This pattern mirrors synthorg.observability.correlation.correlation_scope, which is the established codebase precedent for cross-cutting per-call context bindings (request_id / task_id / agent_id).

Model pricing (real cost, not $0.00)¶

A CostRecord is only meaningful when the model carries real per-token pricing. Live-discovered models otherwise keep cost_per_1k_* at the 0.0 default forever, recording $0.00 for every call. Two back-fills close that gap, operator override always winning:

litellm back-fill: when enrichment finds a model with zero operator cost, it reads input_cost_per_token / output_cost_per_token from litellm's model info (extract_model_pricing, converted to per-1k) and sets cost_per_1k_input / cost_per_1k_output. A non-zero operator cost is never overwritten.
register unmapped ids: at registry build, register_operator_model_pricing syncs each litellm-driver provider's operator-supplied costs into litellm.model_cost via litellm.register_model, so get_model_info resolves ids litellm does not ship (e.g. a gateway's own chat model) and downstream cost math is consistent. It runs once per build, not per request.

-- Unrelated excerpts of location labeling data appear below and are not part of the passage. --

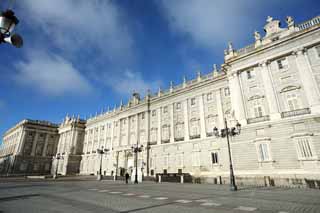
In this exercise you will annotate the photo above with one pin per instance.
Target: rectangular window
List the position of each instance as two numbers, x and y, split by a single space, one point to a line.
282 64
154 113
196 159
293 102
214 158
264 152
304 148
226 91
318 50
178 106
165 109
193 101
209 96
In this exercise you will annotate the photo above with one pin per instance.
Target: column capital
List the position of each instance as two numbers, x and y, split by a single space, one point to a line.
264 63
300 51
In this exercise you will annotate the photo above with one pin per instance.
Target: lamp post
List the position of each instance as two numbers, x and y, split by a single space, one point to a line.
148 158
101 152
58 157
226 132
8 21
136 149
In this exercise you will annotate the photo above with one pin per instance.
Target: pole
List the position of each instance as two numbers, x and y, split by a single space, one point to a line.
117 163
136 175
148 156
100 170
233 186
56 173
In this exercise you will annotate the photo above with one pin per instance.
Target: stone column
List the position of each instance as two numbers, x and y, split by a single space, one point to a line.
171 124
202 121
93 136
237 98
159 125
137 130
112 135
148 125
270 91
45 145
307 79
21 142
186 120
119 133
219 109
34 144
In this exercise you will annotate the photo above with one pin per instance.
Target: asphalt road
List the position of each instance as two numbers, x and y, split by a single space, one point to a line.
108 196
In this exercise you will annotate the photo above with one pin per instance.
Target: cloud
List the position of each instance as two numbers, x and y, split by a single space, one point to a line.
51 74
129 81
75 25
211 22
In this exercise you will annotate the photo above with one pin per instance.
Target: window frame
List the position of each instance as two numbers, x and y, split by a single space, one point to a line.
311 150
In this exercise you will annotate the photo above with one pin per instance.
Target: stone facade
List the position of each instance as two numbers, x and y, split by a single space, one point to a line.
28 148
271 87
70 146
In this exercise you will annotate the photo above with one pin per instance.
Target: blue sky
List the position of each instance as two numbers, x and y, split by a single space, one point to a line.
82 56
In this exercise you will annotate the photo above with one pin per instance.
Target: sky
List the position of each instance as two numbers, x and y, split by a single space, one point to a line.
81 57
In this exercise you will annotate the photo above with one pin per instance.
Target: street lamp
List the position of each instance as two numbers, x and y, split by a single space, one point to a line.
101 152
58 157
226 132
136 149
8 21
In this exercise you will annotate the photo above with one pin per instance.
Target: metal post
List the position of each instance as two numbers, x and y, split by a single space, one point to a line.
136 175
56 172
148 156
117 164
233 186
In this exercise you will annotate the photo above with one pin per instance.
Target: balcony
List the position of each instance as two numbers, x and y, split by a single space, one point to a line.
178 139
295 112
209 134
194 137
165 141
258 119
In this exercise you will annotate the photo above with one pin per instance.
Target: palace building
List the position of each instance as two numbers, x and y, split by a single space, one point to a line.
271 87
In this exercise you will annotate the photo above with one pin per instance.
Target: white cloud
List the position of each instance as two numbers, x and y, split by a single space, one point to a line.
51 74
81 25
130 81
211 22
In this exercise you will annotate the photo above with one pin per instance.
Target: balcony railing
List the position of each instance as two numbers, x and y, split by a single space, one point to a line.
194 137
295 112
165 141
179 139
309 23
258 119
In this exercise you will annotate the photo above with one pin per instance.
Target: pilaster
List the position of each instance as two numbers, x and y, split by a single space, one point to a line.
186 120
219 109
45 145
159 125
237 98
202 121
307 79
270 91
171 123
34 144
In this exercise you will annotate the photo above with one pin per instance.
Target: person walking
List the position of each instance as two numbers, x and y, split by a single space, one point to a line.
127 177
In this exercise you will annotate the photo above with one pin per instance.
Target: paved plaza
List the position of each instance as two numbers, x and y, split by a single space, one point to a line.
108 196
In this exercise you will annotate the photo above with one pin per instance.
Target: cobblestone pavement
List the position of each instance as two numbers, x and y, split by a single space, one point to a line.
109 196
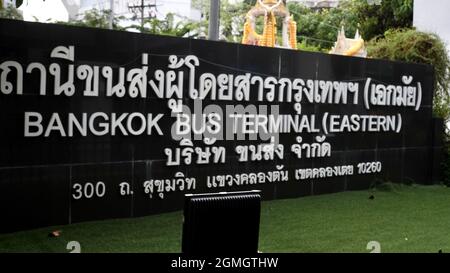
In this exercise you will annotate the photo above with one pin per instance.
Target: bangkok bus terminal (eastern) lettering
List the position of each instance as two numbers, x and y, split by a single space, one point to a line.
136 123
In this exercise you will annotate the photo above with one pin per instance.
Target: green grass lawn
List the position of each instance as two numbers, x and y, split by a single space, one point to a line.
402 219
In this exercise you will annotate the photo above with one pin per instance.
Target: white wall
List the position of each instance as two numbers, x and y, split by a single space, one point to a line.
433 16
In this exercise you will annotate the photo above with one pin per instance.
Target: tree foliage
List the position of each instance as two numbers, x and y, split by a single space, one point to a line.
169 26
410 45
10 12
96 18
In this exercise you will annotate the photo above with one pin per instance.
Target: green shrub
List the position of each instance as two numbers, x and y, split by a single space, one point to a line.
410 45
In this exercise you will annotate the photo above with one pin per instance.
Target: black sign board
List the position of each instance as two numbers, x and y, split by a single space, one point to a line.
100 124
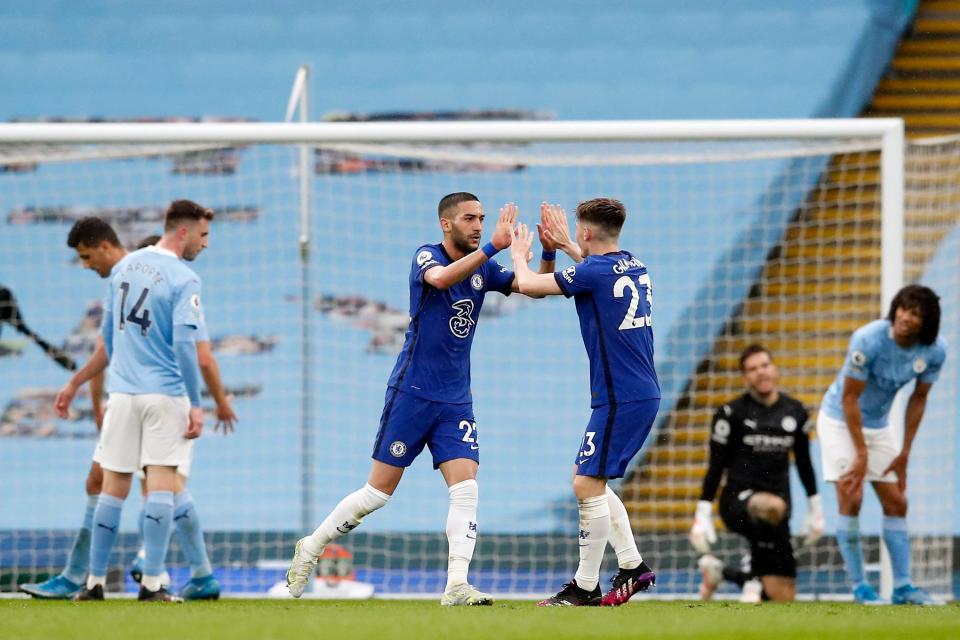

prompt_class_id is legitimately None on a raw agent-execution turn: that path opens no cost_recording_scope and has no registered system-prompt purpose (the engine post-execution recorder owns it, by design). The $0.00 symptom is fixed by real pricing, not by fabricating a purpose. Calls that do carry a registered purpose (the tier-classifier LLM call, judging, etc.) attribute prompt_class_id normally.

Cassette Record / Replay¶

Recorded-LLM cassettes make a company run deterministic and free to re-execute: record the exact provider responses of a run keyed by request, then replay them for byte-identical re-execution with zero real LLM calls. Like cost recording, this is a provider-layer concern, not per-driver.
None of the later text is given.